Here is a script to confirm my finding


from typing import Any
import pickle as pkl
import struct

def get_raw_data(data: Any) -> bytes:
    '''
    This is a simplified version of the data preparing process.
    For more information, checkout
    multiprocessing.connection.Connection._send_bytes
    '''
    serialized_data = pkl.dumps(data)
    header = struct.pack("!i", len(serialized_data))
    return header + serialized_data

if __name__ == "__main__":
    char_data = '1' * 65514
    int_data = [42] * 32726
    float_data = [3.14] * 7278
    bool_data = [True] * 65386

    print(f"char data byte size: {len(get_raw_data(char_data))}")
    print(f"integer data byte size: {len(get_raw_data(int_data))}")
    print(f"float data byte size: {len(get_raw_data(float_data))}")
    print(f"boolean data byte size: {len(get_raw_data(bool_data))}")

It prints out


char data byte size: 65536
integer data byte size: 65536
float data byte size: 65536
boolean data byte size: 65536

Case closed.

The take away lesson

When using multiprocessing in Python, you need to be aware of how multiprocessing queues work. Multiprocessing queues can cause your program to hang if you don't handle them properly, and this can be particularly tricky to debug.

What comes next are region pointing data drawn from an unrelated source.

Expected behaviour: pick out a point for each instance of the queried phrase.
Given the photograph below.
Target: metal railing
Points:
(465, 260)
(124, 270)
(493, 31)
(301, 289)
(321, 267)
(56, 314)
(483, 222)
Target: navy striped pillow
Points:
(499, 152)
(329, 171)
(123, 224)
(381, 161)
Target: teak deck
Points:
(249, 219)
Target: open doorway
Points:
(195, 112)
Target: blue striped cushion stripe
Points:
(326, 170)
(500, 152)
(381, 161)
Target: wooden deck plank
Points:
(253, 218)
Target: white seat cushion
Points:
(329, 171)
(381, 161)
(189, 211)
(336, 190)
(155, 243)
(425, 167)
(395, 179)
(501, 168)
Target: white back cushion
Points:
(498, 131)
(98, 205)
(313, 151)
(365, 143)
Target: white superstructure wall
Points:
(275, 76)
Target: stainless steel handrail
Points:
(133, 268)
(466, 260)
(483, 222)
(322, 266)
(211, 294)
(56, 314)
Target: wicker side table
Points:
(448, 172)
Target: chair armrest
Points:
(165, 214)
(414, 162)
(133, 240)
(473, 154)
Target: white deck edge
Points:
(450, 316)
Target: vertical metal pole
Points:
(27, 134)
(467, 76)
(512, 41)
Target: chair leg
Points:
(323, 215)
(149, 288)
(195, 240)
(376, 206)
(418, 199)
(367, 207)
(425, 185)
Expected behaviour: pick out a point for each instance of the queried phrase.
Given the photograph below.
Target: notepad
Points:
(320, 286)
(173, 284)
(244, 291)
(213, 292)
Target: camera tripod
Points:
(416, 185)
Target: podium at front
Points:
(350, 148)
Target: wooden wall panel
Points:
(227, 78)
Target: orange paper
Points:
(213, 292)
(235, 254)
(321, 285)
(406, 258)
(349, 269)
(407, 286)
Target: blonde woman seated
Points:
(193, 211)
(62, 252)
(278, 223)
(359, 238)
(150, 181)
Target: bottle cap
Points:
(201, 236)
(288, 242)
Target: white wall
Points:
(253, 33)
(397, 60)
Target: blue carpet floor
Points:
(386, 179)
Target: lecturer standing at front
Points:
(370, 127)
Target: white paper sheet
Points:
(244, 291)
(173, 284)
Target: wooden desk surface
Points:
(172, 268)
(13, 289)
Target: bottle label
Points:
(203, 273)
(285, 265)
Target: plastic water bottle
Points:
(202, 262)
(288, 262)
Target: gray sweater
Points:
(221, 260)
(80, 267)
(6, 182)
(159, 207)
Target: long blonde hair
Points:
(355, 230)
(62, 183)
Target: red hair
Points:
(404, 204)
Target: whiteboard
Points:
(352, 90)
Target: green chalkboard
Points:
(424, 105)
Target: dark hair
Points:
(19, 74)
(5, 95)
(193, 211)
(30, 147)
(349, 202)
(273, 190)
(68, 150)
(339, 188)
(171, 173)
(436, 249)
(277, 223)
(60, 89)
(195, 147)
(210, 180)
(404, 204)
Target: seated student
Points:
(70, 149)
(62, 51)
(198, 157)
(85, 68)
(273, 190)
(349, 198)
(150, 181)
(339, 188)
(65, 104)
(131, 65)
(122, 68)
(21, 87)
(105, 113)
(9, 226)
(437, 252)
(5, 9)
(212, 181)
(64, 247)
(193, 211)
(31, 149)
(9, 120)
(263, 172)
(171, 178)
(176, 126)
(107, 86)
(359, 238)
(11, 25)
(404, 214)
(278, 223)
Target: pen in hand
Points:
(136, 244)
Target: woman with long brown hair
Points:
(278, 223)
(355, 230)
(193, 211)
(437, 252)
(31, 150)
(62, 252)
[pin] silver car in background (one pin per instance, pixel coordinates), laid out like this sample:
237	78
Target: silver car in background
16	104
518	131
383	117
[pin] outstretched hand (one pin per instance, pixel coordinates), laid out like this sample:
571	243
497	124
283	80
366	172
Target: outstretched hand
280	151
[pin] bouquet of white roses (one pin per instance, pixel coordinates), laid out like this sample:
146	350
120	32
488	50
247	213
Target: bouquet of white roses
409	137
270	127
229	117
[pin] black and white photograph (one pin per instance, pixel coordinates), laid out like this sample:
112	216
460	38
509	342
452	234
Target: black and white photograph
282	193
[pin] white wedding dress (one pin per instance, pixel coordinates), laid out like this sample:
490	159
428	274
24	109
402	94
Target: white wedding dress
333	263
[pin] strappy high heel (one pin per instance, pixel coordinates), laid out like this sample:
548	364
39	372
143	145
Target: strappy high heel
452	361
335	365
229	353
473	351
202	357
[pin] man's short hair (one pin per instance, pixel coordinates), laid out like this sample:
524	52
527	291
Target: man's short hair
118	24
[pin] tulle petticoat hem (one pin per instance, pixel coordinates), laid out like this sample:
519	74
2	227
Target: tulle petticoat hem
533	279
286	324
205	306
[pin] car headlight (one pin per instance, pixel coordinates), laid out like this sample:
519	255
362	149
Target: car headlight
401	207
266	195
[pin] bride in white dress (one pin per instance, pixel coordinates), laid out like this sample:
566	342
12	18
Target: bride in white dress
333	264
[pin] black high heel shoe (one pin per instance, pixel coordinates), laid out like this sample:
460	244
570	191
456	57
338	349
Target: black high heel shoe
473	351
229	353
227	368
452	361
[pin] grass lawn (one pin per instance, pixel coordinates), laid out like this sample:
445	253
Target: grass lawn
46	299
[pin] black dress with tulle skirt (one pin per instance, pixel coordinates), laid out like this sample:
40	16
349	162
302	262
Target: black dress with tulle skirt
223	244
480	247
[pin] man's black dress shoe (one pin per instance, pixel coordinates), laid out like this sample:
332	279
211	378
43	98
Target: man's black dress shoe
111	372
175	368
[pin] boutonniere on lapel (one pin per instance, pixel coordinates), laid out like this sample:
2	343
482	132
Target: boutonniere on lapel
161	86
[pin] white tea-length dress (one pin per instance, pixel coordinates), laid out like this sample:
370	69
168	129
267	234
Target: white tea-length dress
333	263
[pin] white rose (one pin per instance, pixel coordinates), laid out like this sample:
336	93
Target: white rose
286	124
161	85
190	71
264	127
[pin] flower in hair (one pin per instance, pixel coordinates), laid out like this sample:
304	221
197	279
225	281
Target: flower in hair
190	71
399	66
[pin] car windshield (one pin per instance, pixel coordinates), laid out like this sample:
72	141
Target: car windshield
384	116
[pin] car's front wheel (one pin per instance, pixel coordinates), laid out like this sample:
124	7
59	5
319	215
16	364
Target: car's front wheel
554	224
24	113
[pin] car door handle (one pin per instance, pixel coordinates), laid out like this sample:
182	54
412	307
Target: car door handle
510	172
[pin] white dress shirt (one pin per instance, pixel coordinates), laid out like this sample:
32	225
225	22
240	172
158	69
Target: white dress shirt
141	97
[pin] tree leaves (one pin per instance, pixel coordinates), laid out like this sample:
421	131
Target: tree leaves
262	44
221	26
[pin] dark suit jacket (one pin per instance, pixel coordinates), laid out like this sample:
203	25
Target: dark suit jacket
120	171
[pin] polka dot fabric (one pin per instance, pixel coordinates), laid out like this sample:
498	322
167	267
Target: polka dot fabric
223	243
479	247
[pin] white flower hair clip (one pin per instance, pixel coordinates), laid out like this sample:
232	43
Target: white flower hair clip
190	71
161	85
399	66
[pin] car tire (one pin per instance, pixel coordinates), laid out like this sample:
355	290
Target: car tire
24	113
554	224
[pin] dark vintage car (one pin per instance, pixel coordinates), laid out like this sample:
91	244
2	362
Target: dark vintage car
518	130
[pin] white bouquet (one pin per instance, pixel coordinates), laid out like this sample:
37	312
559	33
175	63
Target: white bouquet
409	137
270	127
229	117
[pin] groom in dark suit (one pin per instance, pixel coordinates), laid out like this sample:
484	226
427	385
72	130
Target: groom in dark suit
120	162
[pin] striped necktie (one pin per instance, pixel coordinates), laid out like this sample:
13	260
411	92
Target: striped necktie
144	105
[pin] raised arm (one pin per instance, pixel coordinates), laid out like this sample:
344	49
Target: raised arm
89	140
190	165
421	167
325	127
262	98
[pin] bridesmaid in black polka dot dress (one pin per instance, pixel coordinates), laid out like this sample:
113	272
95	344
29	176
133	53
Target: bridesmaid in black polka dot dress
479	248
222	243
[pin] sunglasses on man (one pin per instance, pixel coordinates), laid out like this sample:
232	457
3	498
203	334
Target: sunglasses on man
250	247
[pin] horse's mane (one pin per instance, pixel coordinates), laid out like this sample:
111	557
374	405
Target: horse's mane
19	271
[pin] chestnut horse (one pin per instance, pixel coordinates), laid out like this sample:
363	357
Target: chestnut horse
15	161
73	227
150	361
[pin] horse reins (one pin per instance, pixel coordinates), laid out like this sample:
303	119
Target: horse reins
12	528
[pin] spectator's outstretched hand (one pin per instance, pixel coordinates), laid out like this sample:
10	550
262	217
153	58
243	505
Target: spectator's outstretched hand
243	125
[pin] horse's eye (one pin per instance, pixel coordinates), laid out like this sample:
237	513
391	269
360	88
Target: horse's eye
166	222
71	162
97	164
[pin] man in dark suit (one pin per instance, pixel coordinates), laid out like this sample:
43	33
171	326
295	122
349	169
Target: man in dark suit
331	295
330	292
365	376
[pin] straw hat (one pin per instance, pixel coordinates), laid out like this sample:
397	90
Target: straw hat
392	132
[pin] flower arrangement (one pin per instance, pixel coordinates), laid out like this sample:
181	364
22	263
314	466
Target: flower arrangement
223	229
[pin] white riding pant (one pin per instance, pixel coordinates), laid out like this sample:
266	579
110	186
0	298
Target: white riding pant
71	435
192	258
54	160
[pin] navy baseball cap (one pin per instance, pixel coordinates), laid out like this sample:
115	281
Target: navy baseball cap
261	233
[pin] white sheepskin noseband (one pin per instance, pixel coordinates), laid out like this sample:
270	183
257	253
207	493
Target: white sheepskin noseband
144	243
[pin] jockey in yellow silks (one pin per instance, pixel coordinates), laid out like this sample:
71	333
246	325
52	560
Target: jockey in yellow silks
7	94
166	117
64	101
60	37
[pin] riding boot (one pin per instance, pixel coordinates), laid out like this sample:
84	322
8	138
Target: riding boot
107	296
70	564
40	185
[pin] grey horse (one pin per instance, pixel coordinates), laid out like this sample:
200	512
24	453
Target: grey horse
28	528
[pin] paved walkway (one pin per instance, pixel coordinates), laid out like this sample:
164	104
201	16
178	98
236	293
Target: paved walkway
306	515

One important thing to remember is that you should always empty the queue before exiting your program. If there are any items left in the queue, your program may not exit cleanly and can hang indefinitely.

Another thing to keep in mind is that when putting an object onto a multiprocessing queue, the object might not actually leave the process memory space even though the function call has returned. This can lead to out-of-memory errors that are difficult to diagnose.